Interesting that. Thanks for the info Buckster.


----------



## gregtallica

TheLost said:


> Buckster said:
> 
> 
> 
> Folks make the mistake of thinking that the part they can touch on the back of the camera is the LCD screen. It's not. It's a screen protector over top of the LCD screen, and is cheaply and easily replaced. Cheaper than most screen protectors, as it turns out.
> ...
> 
> 
> 
> 
> Thats 2010 thinking....
> 
> New LCD's are built/glued/fused into the glass protectors. Getting rid of the gap between the glass and the display improves visibility, makes the entire LCD display thinner... and makes replacing the display more costly.
> 
> (Images right from Nikon)
> Old (aka.. D7000 screen)
> 
> 
> 
> 
> 
> 
> New.. (D7100 screen)
> 
> 
> 
> 
> 
> 
> Source of Images... Nikon | Imaging Products | Capturing power - Nikon D7100
> 
> It's the same with phones... Break an iPhone 4 screen and your looking at a $40 fix... Break an iPhone 5 screen and your out $300.
Click to expand...


That's interesting. Cool share.


If it were me, I would put one of those clear ones on anyway. Even if it's cheap and easy to replace, which it looks like it may not be on the D7100, I'd rather pay $5 for one of those thin sheets you get from the mall or something. even one of those "cut to fit" on your own kind. It's not like they demolish your LCD display as far as image quality goes. The bulky plastic one on my D7k is a little annoying, especially because it's scuffed, but I spend so little time worrying about the live view that I'd rather it take the beating instead of the screen. I mean, you really neverk now what's going to happen. I'll wear that 24/7 set of condoms just in case anyway, in that off chance I've had a long, long night at the bar (like last night).

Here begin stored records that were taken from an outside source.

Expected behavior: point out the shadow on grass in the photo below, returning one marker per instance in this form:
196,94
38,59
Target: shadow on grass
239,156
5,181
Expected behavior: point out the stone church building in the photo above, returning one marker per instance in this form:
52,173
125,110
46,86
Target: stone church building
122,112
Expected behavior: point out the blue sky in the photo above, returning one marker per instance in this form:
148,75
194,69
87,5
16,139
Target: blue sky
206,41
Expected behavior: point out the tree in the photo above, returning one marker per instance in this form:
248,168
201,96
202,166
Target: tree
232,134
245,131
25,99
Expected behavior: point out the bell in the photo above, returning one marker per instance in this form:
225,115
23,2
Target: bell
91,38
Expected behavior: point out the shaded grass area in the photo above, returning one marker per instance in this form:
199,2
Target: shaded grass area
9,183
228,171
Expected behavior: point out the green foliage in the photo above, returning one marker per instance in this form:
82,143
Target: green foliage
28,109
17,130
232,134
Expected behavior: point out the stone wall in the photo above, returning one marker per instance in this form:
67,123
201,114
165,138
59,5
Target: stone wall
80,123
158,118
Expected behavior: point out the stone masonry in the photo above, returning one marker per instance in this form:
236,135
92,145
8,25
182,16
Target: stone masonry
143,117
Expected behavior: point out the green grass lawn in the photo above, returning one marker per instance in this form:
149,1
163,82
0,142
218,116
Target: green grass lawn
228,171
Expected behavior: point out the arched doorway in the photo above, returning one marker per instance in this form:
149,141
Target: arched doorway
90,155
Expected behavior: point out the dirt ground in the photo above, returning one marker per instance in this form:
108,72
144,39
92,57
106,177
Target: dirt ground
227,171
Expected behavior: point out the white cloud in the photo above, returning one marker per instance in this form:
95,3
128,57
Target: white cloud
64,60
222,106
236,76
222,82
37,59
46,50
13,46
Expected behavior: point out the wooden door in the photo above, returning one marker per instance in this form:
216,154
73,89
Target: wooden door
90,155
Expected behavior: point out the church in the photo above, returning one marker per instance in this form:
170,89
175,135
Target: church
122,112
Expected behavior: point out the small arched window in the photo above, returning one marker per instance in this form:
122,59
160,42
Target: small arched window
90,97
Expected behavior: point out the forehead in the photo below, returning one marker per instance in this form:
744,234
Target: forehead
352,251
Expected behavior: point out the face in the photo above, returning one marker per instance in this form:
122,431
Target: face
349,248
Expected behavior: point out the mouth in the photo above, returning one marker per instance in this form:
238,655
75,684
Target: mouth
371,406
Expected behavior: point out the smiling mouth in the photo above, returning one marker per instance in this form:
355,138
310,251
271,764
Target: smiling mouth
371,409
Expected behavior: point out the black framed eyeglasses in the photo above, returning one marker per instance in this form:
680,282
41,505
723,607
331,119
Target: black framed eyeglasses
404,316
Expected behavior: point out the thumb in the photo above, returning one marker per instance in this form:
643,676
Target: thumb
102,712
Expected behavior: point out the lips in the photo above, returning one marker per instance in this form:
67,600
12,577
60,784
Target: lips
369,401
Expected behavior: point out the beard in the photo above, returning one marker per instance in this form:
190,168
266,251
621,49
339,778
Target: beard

now those no-reflection weird textured ones, on the other hand, those can f right off.


----------



## TheLost

Well..  I just went ahead and made my own D7100 screen protector! I had a few 'Name Brand' screen protectors for the iPad laying around and i used them as my material.  The big problem was cutting it..  

1st attempt...  Scissors.   That stuff is tuff! Its almost impossible to get a clean cut by hand (and your wife *may* get mad when she see's what you've done to her good pair of scissors :er.  Results:  Ugly, jagged edges... upset wife.

2nd attempt... Table Saw.   Yes, i pulled out my man-card and proudly hung it around my neck as i worked on this one.  I taped down the iPad protector to a scrap piece of MDF and headed into my wood shop.  In hindsight a 3HP cabinet saw is a little over kill for cutting 0.2mm thick plastic.  The heat from the blade caused the edges to melt (just a little).   Result: Clean edges, precise cut... but the LCD has rounded corners. The D7100 just looked a little strange with the protector on.

3rd attempt... Vinyl Cutter.  Some could argue my man-card should get revoked by using a device made technically for scrapbooking.  However, my vinyl cutter is a beefy/high-end computer controlled precision cutting machine (designed for scrapbooking) that i use to cut out decals, trim and covering for remote controlled airplanes (a very manly hobby!).  Results: A LCD protector that exactly matches the LCD on the D7100!

Now that i have the CAD/Layout file setup i can cut a few more...  Is anybody interested in one?  If there is enough demand i'll create a small batch for forum members.


----------